Let $$\lambda$$ be a real number for which the system of linear equations
$$x + y + z = 6$$,
$$4x + \lambda y - \lambda z = \lambda - 2$$ and
$$3x + 2y - 4z = -5$$
has infinitely many solutions. Then $$\lambda$$ is a root of the quadratic equation:

We have the three simultaneous linear equations

$$\begin{aligned} x+y+z &= 6,\\ 4x+\lambda y-\lambda z &= \lambda-2,\\ 3x+2y-4z &= -5. \end{aligned}$$

For a system of three equations in the three unknowns $$x,y,z$$ to possess infinitely many solutions, the rank of the coefficient matrix must be smaller than the number of variables, yet equal to the rank of the augmented matrix.
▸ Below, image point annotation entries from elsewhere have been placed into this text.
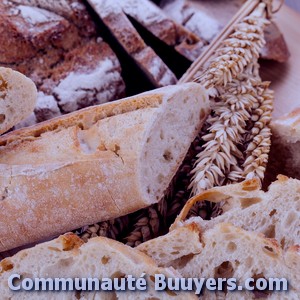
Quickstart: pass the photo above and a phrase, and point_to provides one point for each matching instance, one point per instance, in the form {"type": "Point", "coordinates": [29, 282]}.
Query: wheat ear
{"type": "Point", "coordinates": [241, 48]}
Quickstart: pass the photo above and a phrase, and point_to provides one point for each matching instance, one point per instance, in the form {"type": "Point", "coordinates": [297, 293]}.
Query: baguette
{"type": "Point", "coordinates": [275, 213]}
{"type": "Point", "coordinates": [18, 97]}
{"type": "Point", "coordinates": [227, 251]}
{"type": "Point", "coordinates": [68, 257]}
{"type": "Point", "coordinates": [95, 164]}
A necessary condition for this is that the determinant of the coefficient matrix be zero, for otherwise the rank would be three and the solution unique.

We first form the coefficient matrix and write its determinant:

$$\Delta= \begin{vmatrix} 1 & 1 & 1\\ 4 & \lambda & -\lambda\\ 3 & 2 & -4 \end{vmatrix}.$$

Expanding along the first row (cofactor expansion) we get

$$\begin{aligned} \Delta &= 1\Bigl( \lambda(-4)-(-\lambda)(2)\Bigr) - 1\Bigl(4(-4)-(-\lambda)(3)\Bigr) + 1\Bigl(4\cdot 2-\lambda\cdot 3\Bigr).\\[4pt] &= 1\bigl(-4\lambda+2\lambda\bigr) -1\bigl(-16+3\lambda\bigr) +\bigl(8-3\lambda\bigr).\\[4pt] &= (-2\lambda)+\bigl(16-3\lambda\bigr)+\bigl(8-3\lambda\bigr).\\[4pt] &= (-2\lambda-3\lambda-3\lambda)+(16+8).\\[4pt] &= -8\lambda+24\\[4pt] &= 8(3-\lambda). \end{aligned}$$

Setting $$\Delta=0$$ gives

$$8(3-\lambda)=0\qquad\Rightarrow\qquad \lambda=3.$$

Thus the only value that can possibly yield infinitely many solutions is $$\lambda=3$$. We must still verify that with $$\lambda=3$$ the system is consistent and has more than one solution.

Putting $$\lambda=3$$ into the original equations produces

$$\begin{aligned} x+y+z &= 6,\\ 4x+3y-3z &= 1,\quad(\text{since } \lambda-2 = 1),\\ 3x+2y-4z &= -5. \end{aligned}$$

From the first equation we express $$x=6-y-z$$ and substitute this value into the last two equations:

$$\begin{aligned} 4(6-y-z)+3y-3z &= 1 &\Longrightarrow&\; 24-4y-4z+3y-3z=1\\ &\Longrightarrow&\; -y-7z=-23\\ &\Longrightarrow&\; y+7z=23,\\[6pt] 3(6-y-z)+2y-4z &= -5 &\Longrightarrow&\; 18-3y-3z+2y-4z=-5\\ &\Longrightarrow&\; -y-7z=-23\\ &\Longrightarrow&\; y+7z=23. \end{aligned}$$

Both reduced equations are identical, so after eliminating $$x$$ we are left with only one independent equation $$y+7z=23$$. Thus there are two independent equations in three unknowns, and one free parameter remains, confirming that the system indeed has infinitely many solutions when $$\lambda=3$$.

Consequently $$\lambda$$ must equal $$3$$. We now look for the given quadratic whose roots include $$3$$:

$$\lambda^2-\lambda-6=(\lambda-3)(\lambda+2).$$

This polynomial clearly vanishes at $$\lambda=3$$, while none of the other listed quadratics does. Hence the required quadratic is

$$\boxed{\lambda^2-\lambda-6=0}.$$

Among the options, this is Option B.

Hence, the correct answer is Option B.